The Playing Advantage club has also introduced over 100 new young people with disabilities to sporting activities, including a joint-training session with young people from Saracens RFC.
The funding for the activities comes from Wasps Rugby Club and from Premiership Rugby.
One of the Playing Advantage Club’s new ambassadors, Mandip Sehmi, is hoping his personal story can help to inspire the next generation of sportspeople.
Sehmi was involved in a car accident in 2000 which left him with a permanent spinal cord injury, and during his rehabilitation he was introduced to wheelchair basketball where he was eventually scouted for the Great Britain Development Squad. He went on to represent his country at Beijing in 2008, London 2012 and Rio 2016
Mandip, from Leamington, added: “I hope that by being involved in the club, it will inspire other local young people to follow their sporting dreams and realise they are not limited by their disabilities.

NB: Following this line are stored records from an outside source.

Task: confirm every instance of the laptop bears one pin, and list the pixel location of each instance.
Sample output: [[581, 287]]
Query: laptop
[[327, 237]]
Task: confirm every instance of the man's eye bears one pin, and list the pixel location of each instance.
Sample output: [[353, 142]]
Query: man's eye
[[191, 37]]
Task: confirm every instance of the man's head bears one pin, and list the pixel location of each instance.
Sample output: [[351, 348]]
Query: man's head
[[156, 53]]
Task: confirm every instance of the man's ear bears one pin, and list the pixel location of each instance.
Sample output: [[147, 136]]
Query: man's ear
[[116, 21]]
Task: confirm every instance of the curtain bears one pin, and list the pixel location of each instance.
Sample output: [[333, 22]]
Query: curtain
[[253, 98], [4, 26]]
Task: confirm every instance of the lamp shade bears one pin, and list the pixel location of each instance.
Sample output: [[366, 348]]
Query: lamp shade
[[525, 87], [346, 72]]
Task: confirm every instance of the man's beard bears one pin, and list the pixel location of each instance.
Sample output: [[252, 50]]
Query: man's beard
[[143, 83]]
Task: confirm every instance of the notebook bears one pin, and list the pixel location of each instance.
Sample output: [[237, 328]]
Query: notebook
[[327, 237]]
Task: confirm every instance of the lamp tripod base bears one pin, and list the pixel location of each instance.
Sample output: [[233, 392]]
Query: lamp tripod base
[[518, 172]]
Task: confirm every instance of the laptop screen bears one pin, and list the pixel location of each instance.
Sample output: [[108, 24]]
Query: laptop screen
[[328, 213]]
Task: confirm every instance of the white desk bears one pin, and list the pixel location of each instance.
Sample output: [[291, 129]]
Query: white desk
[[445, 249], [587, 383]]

“I first became involved in wheelchair rugby through clubs like this one which inspired me towards my eventual journey to the Paralympics, something which I had never previously thought possible.
“The growing success of this club is also really encouraging for Coventry’s City of Rugby project which I am actively involved in, which is aiming to make the city a world leader at every level of the sport by 2023.
“I’m really looking forward to working with all of the other coaches over the coming months to help make a difference to so many young people’s lives.”